Microsoft is collaborating with Commonwealth Bank of Australia (CBA) and KPMG to form a new cloud accounting startup, Financial Review reported.

Dubbed Wiise, the Australia-based startup will rival the market’s current industry leader Xero and fellow Australian small business accounting firm MYOB. Reports on Monday (May 14) said the companies will launch Wiise in July, owned by KPMG and operated through a joint deal between Microsoft and CBA.

In addition to small business accounting and financial management, Wiise will provide SMBs with job costing, scheduling, inventory management, payroll, sales, marketing and CRM solutions. Microsoft is also integrating its artificial intelligence, voice recognition and cyber security capabilities into the solution.

According to reports, all major banks will have access to Wiise, but customers of CBA will have added functionality like invoice and payment services. The companies also plan to add working capital financing options into the platform at a later time.

Though Wiise will compete with Xero and MYOB, its creators are reportedly noting that the company will target a market gap for businesses that operate in more than one location with complex supply chains.

Microsoft’s Australian Managing Director Steven Worrall said, according to reports, “Ultimately, this is about choice and we think this is very unique and because KPMH and CBA bring capabilities that differentiates this from what MYOB or Xero, or the other cloud accounting companies, might be doing. We will let the market decide. There is plenty of opportunity in the small-to-medium business market [and] we would not see this as limiting our partnerships and integration with other providers in the market.”
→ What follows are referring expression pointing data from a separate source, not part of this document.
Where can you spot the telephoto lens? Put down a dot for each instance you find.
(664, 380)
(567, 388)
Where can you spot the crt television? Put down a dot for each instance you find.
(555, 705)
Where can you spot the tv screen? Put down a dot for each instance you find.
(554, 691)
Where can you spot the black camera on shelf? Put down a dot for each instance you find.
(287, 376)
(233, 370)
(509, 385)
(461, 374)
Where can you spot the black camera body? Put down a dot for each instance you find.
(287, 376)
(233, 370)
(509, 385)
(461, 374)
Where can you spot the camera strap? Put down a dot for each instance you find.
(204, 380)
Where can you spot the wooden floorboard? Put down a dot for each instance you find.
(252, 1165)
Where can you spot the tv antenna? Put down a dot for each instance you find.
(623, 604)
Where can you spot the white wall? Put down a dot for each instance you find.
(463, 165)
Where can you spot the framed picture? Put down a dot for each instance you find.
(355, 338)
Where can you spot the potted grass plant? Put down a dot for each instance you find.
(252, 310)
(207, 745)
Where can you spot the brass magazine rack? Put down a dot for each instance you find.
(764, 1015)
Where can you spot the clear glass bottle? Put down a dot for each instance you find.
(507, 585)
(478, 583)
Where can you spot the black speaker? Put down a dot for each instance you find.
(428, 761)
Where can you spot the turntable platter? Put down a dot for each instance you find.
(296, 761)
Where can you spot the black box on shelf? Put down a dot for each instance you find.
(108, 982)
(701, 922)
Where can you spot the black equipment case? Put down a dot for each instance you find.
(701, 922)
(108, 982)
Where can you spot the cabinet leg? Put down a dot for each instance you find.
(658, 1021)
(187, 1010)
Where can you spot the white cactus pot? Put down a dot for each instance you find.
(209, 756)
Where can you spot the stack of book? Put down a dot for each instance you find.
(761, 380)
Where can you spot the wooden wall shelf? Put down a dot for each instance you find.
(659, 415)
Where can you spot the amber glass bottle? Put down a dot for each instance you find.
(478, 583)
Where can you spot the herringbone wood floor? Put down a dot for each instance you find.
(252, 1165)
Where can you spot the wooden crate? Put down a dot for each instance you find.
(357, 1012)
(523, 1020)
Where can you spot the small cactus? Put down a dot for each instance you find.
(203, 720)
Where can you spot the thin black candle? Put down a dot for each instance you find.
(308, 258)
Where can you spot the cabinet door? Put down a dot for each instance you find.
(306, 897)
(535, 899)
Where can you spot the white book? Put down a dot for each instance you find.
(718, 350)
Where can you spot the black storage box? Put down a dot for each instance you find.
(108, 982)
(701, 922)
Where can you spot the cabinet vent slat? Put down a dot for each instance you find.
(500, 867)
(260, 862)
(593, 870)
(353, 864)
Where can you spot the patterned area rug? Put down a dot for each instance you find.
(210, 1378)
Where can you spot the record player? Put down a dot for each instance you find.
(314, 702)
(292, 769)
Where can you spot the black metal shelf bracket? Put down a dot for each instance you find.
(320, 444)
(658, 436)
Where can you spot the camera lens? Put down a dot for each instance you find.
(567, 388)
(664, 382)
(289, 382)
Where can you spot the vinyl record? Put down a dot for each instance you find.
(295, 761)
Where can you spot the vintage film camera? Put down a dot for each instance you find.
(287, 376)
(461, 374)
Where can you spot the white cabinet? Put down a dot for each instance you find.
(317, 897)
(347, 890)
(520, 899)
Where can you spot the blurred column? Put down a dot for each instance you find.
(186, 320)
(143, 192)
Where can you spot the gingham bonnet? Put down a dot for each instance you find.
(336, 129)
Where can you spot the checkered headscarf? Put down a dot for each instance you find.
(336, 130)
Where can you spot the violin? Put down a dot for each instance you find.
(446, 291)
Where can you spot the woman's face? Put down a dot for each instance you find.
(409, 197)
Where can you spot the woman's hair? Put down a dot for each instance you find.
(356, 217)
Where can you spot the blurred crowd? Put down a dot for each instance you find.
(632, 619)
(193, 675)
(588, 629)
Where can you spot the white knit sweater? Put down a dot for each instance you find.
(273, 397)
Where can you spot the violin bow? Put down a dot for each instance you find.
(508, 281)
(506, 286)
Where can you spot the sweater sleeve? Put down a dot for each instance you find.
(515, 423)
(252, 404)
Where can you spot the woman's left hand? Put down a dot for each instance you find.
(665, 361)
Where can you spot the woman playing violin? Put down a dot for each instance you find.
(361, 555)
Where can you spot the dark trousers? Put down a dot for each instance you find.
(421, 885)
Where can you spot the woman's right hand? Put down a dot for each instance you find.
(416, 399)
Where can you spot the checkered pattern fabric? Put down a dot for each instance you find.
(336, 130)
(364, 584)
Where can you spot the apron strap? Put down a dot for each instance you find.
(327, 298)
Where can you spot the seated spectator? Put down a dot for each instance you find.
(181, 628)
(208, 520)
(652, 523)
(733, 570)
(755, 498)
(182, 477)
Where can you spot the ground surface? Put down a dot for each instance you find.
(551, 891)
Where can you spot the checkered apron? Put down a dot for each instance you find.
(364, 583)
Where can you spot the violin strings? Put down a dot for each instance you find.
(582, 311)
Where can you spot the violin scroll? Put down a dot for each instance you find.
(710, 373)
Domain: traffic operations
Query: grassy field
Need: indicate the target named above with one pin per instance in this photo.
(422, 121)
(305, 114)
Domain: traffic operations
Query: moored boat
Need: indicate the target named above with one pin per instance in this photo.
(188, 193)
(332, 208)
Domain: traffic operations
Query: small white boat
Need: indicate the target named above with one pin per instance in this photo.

Earlier this year, Xero Founder and CEO Rod Drury announced he would be stepping down and Microsoft Australia CEO Steve Vamos was named as his replacement.

According to Adam Bennett, CBA group executive for business and private banking, the solution will benefit the bank by enhancing existing customer data with “up-to-date, real-time, cloud-based information, around their PNL and balance sheet, inventory and stock turns, and combine that together in a way that will allow us to provide solutions to customers in a far more frictionless and rapid way, particularly where there is a credit decision or underwriting decision applied.”